There is a clear affinity between economists and political scientists in the Machiavelli tradition. For Machiavelli, the objective of a ruler or a politician is maximization of power in two dimensions, at any point in time and over time. This is exactly the same as maximization of income or utility over time. The ruler is a rational homo politicus in the same way that people, according to economists, are rational homo economicuses.
Moreover, the ruler is a political entrepreneur: his job is no different from a job of a tailor, carpenter, teacher. He is after selfish objectives which are attained under constraints. The constraints for the ruler are of two kinds: he must somehow acquire the power and he must be able to keep it despite attempts of many people to prevent him from coming to power or trying to overthrow him.

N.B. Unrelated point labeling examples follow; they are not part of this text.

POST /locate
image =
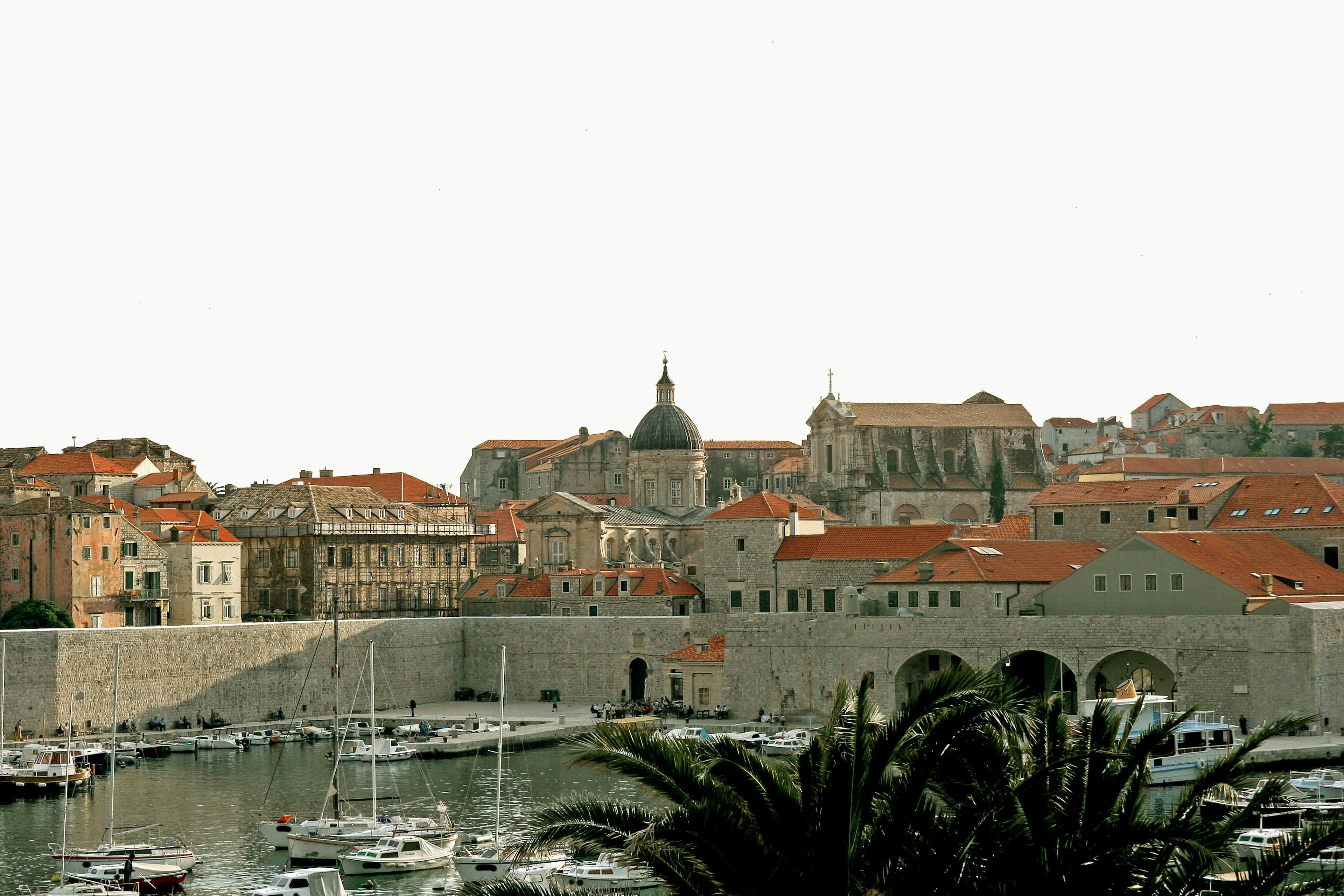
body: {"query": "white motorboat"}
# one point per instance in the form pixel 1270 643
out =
pixel 608 874
pixel 396 855
pixel 386 750
pixel 310 882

The ruler therefore must have the famous virtù which is indeed one of the rarest combination of talents. He must fight off domestic foes, foreign enemies or adversaries, and must combine the use of deception, violence and genuine concern for his subjects in the right proportions to be able to stay in power. Machiavelli’s politician is like a businessman. There are cases when the businessman will gain more by lying and others when he would gain more by telling the truth. Similarly, the ruler would sometimes gain more through violence, guile and ruse, and at other times through honesty and improvements of his subjects’ welfare. The attractiveness of Machiavelli to economists comes also from the fact his ruler always remains a self-interested individual who might do well for his subjects not because he cares about them but because he believes that doing well for them would be ultimately good for himself. In that he is like Adam Smith’s baker: he is selling us bread not because he is concerned about our hunger but because he is concerned about his self-interest.

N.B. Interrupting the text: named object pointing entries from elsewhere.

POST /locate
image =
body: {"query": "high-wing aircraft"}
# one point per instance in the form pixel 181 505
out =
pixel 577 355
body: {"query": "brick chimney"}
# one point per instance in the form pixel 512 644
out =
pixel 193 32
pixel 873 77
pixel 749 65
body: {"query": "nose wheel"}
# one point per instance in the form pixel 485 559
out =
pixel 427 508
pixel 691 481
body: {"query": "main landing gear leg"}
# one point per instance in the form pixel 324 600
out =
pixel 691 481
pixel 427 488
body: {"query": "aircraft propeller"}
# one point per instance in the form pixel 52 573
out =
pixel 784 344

Throughout centuries Machiavelli has, of course, been accused of condoning many evils. Yet his type of the politician is much more benign and better for the mankind that the types that have normally ruled us. This is because the rulers who actually come to believe they are trying to accomplish good things are most likely to create endless bloodsheds. Most of the killings in history have been motivated by “goodness” and desire to be virtuous. Surely, all religious wars have been such. In recent past, all communist exactions (most notably, the collectivization in the Soviet Union and the Great Leap Forward in China) were motivated by the desire to lift people from their millennial poverty. George W. Bush’s invasion and occupation of Iraq cannot be explained otherwise since no economic or any other rational objective was ever achieved or was even given serious consideration in the decision to wage the war.
The most potentially destructive forces today are hidden under the banner of “goodness”. Whether this is done hypocritically or because the rulers believe in such professions of “goodness” is immaterial; the latter is even worse. The terms under which such “goodness” is projected to the heathens—“the American exceptionalism,”, “the Third Rome”, “Hindutva”, “the new (old) Caliphate”—are nothing but a self-license to impose own values and beliefs on those who dare disagree with them. Such rulers are the most bloodthirsty because belief in own moral superiority renders them unconcerned with reality.

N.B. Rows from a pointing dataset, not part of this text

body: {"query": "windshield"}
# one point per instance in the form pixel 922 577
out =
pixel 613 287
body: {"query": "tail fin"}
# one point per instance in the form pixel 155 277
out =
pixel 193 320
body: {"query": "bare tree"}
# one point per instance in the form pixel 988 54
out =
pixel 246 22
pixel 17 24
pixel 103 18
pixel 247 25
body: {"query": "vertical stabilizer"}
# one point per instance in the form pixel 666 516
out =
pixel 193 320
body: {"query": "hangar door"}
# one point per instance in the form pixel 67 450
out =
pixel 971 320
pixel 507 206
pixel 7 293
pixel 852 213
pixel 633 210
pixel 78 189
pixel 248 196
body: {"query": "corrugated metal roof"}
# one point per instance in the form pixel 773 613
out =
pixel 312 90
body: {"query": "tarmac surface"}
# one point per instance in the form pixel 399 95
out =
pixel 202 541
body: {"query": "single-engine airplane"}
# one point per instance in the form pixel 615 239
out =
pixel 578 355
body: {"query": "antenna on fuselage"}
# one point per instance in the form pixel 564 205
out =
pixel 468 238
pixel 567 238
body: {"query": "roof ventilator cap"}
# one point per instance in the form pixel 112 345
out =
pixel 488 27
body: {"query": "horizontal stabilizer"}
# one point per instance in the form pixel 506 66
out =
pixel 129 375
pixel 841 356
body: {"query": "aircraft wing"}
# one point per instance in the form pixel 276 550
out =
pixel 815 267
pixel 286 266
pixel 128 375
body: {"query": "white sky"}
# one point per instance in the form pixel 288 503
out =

Machiavelli’s ruler will for sure also engage in deception and cruelty, but his objective will never be to impose one form of government or religion, or more generally a set of beliefs as such, on others. He might decide to impose a new government if he believes that this would increase his dominion. This would be a rational objective, grounded in self-interest. Ideological puritans who want to bring happiness to others would engage in such operations more frequently and fully. Disengaging from them implies for the ideological zealots a destruction of their own intimate world of beliefs; never so with Machiavelli’s ruler who would give up the operation once its costs outweigh the benefits.
The world ruled by politicians who follow own interest like Adam Smith’s baker, and leave the rest of the world in peace, may be the best world we can hope for.